This past summer, I was given the amazing opportunity to intern at the Center for Adolescent health under the mentorship of Drs. Beth Marshall and Terri Powell. This experience was both personally and professionally rewarding because of the relationships I made at Johns Hopkins as well as for the skills I developed as a researcher.
During my time at the Center, I worked on a project analyzing teen birth rates in Baltimore City. This is part of a larger project involving The Strategic Plan to Reduce Teen Pregnancy in Baltimore City. This plan was created in 2010 as a set of strategies created in collaboration with the Bloomberg School of Public Health, the Baltimore City Health Department, and many sectors of the Baltimore community in order to tackle teen pregnancy. It is now in the process of being updated and so my role this summer was to look at where progress had been achieved and to identify possible areas where work still needs to be done. I did this by looking at large data sets from the Baltimore City Health Department, Maryland’s Department of Health and Mental Hygiene, and the CDC. My responsibilities included analyzing not only trends of teen pregnancy, but also trends of adolescent engagement in sexual risk behaviors, visits to Title X Clinics, and the proportion of high schools in Baltimore which offer sexual and reproductive health education. My goal was to create a detailed story of teen pregnancy in Baltimore. Twice during the summer, I attended meetings with the city health department and was able to see how my work directly affected the conversation among healthcare workers regarding the update of the Strategic Plan.
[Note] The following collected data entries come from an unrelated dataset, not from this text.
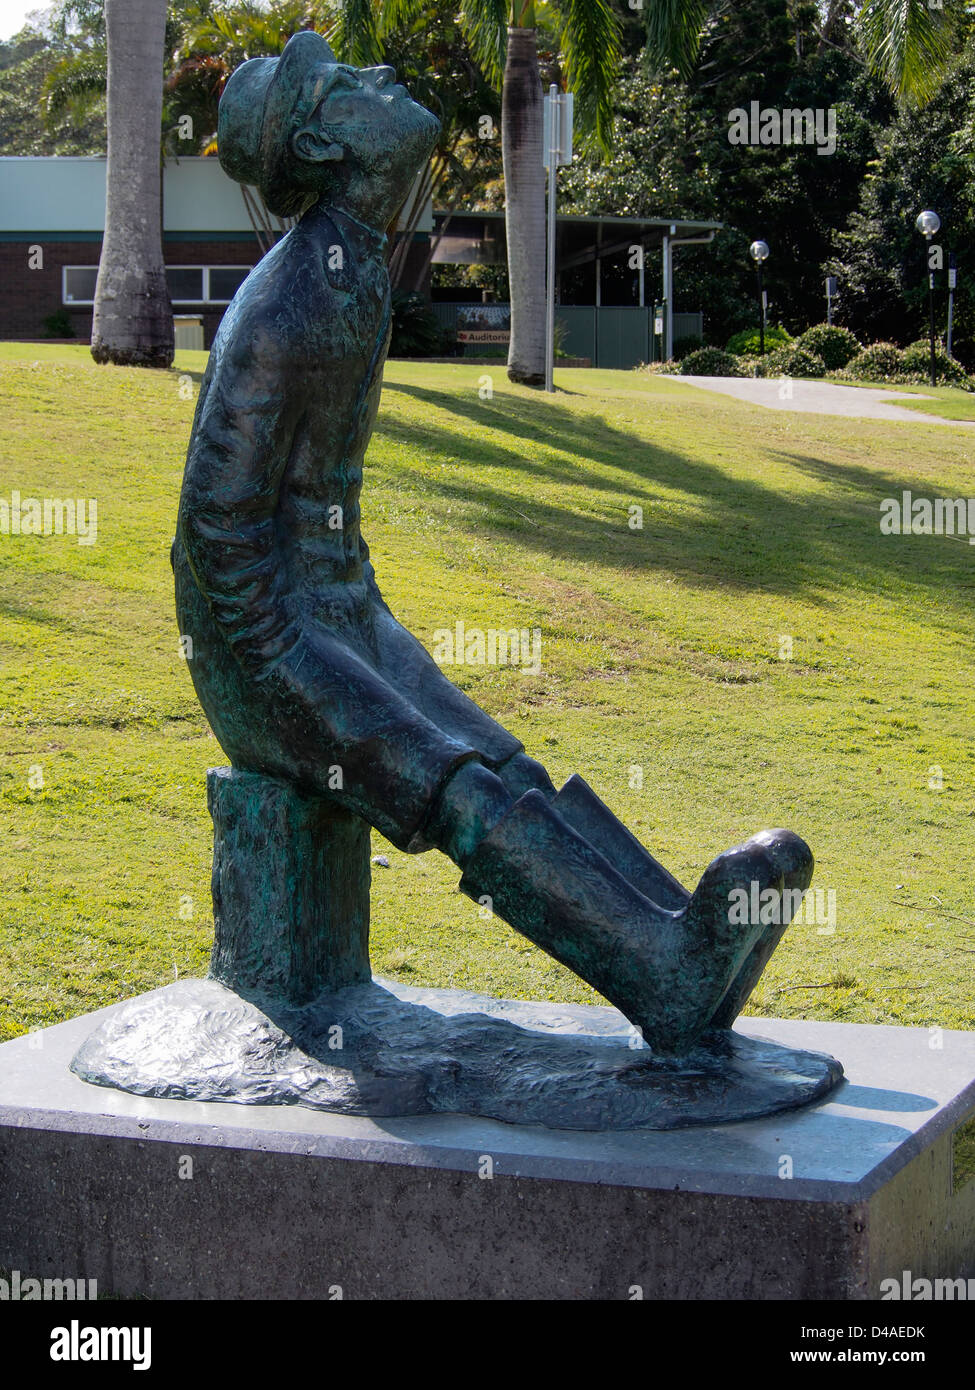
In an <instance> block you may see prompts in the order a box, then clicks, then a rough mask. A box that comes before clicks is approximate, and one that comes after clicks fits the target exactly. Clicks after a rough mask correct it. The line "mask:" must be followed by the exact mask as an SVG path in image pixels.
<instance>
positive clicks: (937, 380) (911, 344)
mask: <svg viewBox="0 0 975 1390" xmlns="http://www.w3.org/2000/svg"><path fill="white" fill-rule="evenodd" d="M904 370H905V371H907V373H910V374H911V377H921V378H924V381H928V382H929V381H930V339H929V338H919V339H918V341H917V342H915V343H911V345H910V346H908V347H905V349H904ZM935 381H942V382H944V385H946V386H962V388H965V389H967V391H971V389H972V384H971V378H969V375H968V373H967V371H965V368H964V367H962V366H961V363H958V361H954V360H953V359H951V357H949V354H947V353H946V350H944V347H942V345H940V343H939V342H935Z"/></svg>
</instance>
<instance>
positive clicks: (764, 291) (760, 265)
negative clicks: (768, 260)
mask: <svg viewBox="0 0 975 1390" xmlns="http://www.w3.org/2000/svg"><path fill="white" fill-rule="evenodd" d="M748 253H750V256H751V259H752V260H754V263H755V270H757V271H758V342H759V352H761V354H762V357H764V356H765V284H764V281H762V264H764V263H765V261H766V260H768V254H769V247H768V242H752V243H751V246H750V247H748Z"/></svg>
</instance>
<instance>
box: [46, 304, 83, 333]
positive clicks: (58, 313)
mask: <svg viewBox="0 0 975 1390" xmlns="http://www.w3.org/2000/svg"><path fill="white" fill-rule="evenodd" d="M43 324H45V338H75V336H76V334H75V329H74V325H72V322H71V316H70V314H68V311H67V309H58V310H57V311H56V313H53V314H49V316H47V318H45V321H43Z"/></svg>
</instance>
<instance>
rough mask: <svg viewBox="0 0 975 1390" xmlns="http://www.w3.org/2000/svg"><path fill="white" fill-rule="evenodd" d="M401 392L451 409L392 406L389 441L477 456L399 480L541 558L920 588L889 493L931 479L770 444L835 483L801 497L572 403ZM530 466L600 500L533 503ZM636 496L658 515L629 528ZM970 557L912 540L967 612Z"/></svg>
mask: <svg viewBox="0 0 975 1390" xmlns="http://www.w3.org/2000/svg"><path fill="white" fill-rule="evenodd" d="M385 389H387V392H388V393H389V395H392V393H396V392H398V393H401V395H406V396H412V398H413V399H416V400H420V402H423V403H424V404H427V406H431V407H435V411H437V414H434V411H431V413H430V416H428V418H427V420H424V421H423V423H417V421H416V420H414V418H413V420H410V421H409V424H406V423H401V421H398V420H396V418H395V417H392V416H389V414H388V413H384V414H381V416H380V420H378V424H377V435H380V436H385V438H388V439H394V441H396V442H399V443H402V445H405V446H408V448H409V449H412V450H416V449H417V448H419V449H421V450H428V452H430V455H431V456H441V457H444V459H445V460H448V461H452V463H453V461H455V460H458V459H459V460H463V461H462V463H460V464H456V466H455V467H453V468H441V470H440V471H437V473H427V471H420V470H414V468H410V467H409V464H403V466H399V467H398V470H396V475H398V478H401V480H403V481H408V482H409V484H410V485H412V486H413V488H414V489H416V492H417V493H426V495H427V496H430V493H433V495H437V496H440V498H442V499H444V500H445V502H449V505H451V507H452V509H455V510H459V512H466V513H467V516H469V521H470V524H472V525H474V527H476V528H477V530H481V531H484V532H487V534H488V535H494V537H498V538H503V539H506V541H508V542H515V543H517V545H520V546H522V548H523V549H526V550H529V552H533V553H535V555H540V556H558V557H563V559H566V557H569V559H574V560H579V562H583V563H587V564H591V563H597V564H601V566H613V567H618V569H620V570H631V571H633V570H636V571H640V570H645V571H650V570H662V571H668V573H673V571H677V573H679V574H680V580H682V582H684V584H688V585H694V587H698V588H709V589H714V588H715V585H719V587H722V588H727V589H741V591H768V592H772V594H782V595H787V594H793V595H803V596H804V598H805V599H807V600H809V602H814V603H822V605H829V603H830V602H832V594H833V592H835V591H836V589H837V588H839V587H846V585H857V587H873V588H878V589H880V591H883V589H885V588H886V587H887V585H889V582H890V581H892V580H896V581H897V582H899V584H903V582H904V578H905V550H904V548H903V546H899V545H897V543H896V542H897V539H900V538H896V537H887V535H883V534H882V532H880V527H879V518H880V500H882V499H883V498H886V496H897V495H899V493H900V491H901V489H904V488H914V489H915V491H918V489H921V488H924V486H925V484H922V482H921V480H919V478H917V477H915V478H911V477H897V475H894V474H892V473H889V471H882V470H876V468H865V467H862V466H858V464H847V463H833V461H829V460H825V459H815V457H811V456H804V455H798V453H796V455H790V453H784V452H775V450H769V452H768V457H771V459H773V460H776V461H777V463H780V464H784V467H786V468H794V470H796V473H797V475H803V477H804V478H808V477H815V478H816V481H819V482H822V484H825V485H826V486H828V488H829V491H828V492H826V493H822V492H821V493H809V491H808V486H803V488H801V489H800V488H797V489H796V491H794V492H793V491H789V488H787V486H786V488H782V486H772V485H769V484H764V482H759V481H755V480H754V478H743V477H741V475H740V474H732V473H730V471H729V470H726V468H723V467H719V466H716V464H711V463H705V461H702V460H701V459H700V457H694V456H693V455H690V453H683V452H679V450H675V449H672V448H663V446H662V445H659V443H655V442H652V441H650V439H647V438H644V436H641V435H638V434H636V432H630V431H625V430H620V428H618V427H615V425H612V424H609V423H608V421H606V420H604V418H599V417H594V416H580V414H579V413H576V411H570V410H567V409H566V407H565V406H561V404H559V403H558V400H551V399H541V398H531V399H524V400H523V399H520V398H517V396H509V395H505V396H503V398H502V399H498V400H491V402H481V400H480V399H478V398H477V396H476V393H474V392H472V395H470V398H466V396H462V395H458V393H453V392H444V391H437V389H430V388H424V386H417V385H402V384H398V385H388V386H387V388H385ZM445 416H446V417H449V420H452V421H455V423H453V424H451V423H446V421H445V418H444V417H445ZM510 436H513V438H515V439H520V441H524V442H526V443H530V445H533V446H535V448H534V449H533V450H526V452H524V453H522V452H520V450H517V449H512V448H510V445H509V443H506V442H502V439H509V438H510ZM538 450H541V453H538ZM472 473H473V477H472ZM488 474H492V475H491V477H488ZM526 475H527V477H530V478H542V480H545V481H548V482H551V484H555V485H558V486H572V488H574V489H579V488H583V489H584V491H586V493H587V495H588V500H590V507H588V510H586V509H583V507H580V506H572V505H570V503H569V505H561V503H559V502H555V500H551V491H548V489H547V492H545V493H544V495H541V496H540V495H537V493H535V495H533V496H527V498H526V495H524V488H523V482H522V481H519V482H516V484H515V485H513V486H510V488H506V486H505V485H503V477H508V478H515V480H519V478H520V480H523V478H524V477H526ZM675 492H676V493H677V495H680V493H683V495H687V493H691V495H693V498H694V499H695V505H694V503H691V505H690V506H688V505H687V502H686V500H684V499H683V498H677V499H675V496H673V493H675ZM631 505H637V506H641V507H643V509H644V516H643V528H640V530H630V527H629V524H627V523H629V507H630V506H631ZM908 539H914V538H908ZM932 539H935V541H939V539H940V538H932ZM892 542H893V543H892ZM968 557H969V556H968V552H967V550H962V549H961V546H958V545H946V546H942V548H939V546H929V548H915V549H911V552H910V562H908V563H910V585H911V587H914V588H922V589H925V591H928V594H929V595H930V596H937V599H939V600H940V602H942V603H947V605H949V606H950V607H961V606H962V594H961V592H960V591H961V589H967V588H969V587H971V584H972V582H975V581H972V577H971V575H972V573H975V571H972V569H971V567H969V566H968V563H967V562H968Z"/></svg>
By the end of the summer, I was expected to produce a PowerPoint presentation, poster, and research paper which represented my work. These assignments challenged me to overcome my fear of speaking in front of crowds as well as pushed my abilities as a writer. From this experience, I also learned not to accept data at face value and to always ask questions about how the information was collected and to consider how it can be interpreted in many different ways.
In addition to my mentors, the members at the Center, only added to my experience with their kindness and patience. Many were willing to provide insight into their own paths to public health which, as undergrad interested in the field, was greatly appreciated. Lastly, I thoroughly enjoyed the project I worked on this summer and now know that I would like to work in the fields of either adolescent health or reproductive health as future professional in public health.
By: Rosario I. Majano
Rosario Majano attends Cornell University. As a participant in the Diversity Summer Internship (DSIP) Program, she worked with and learned from researchers at the Johns Hopkins Center for Adolescent Health.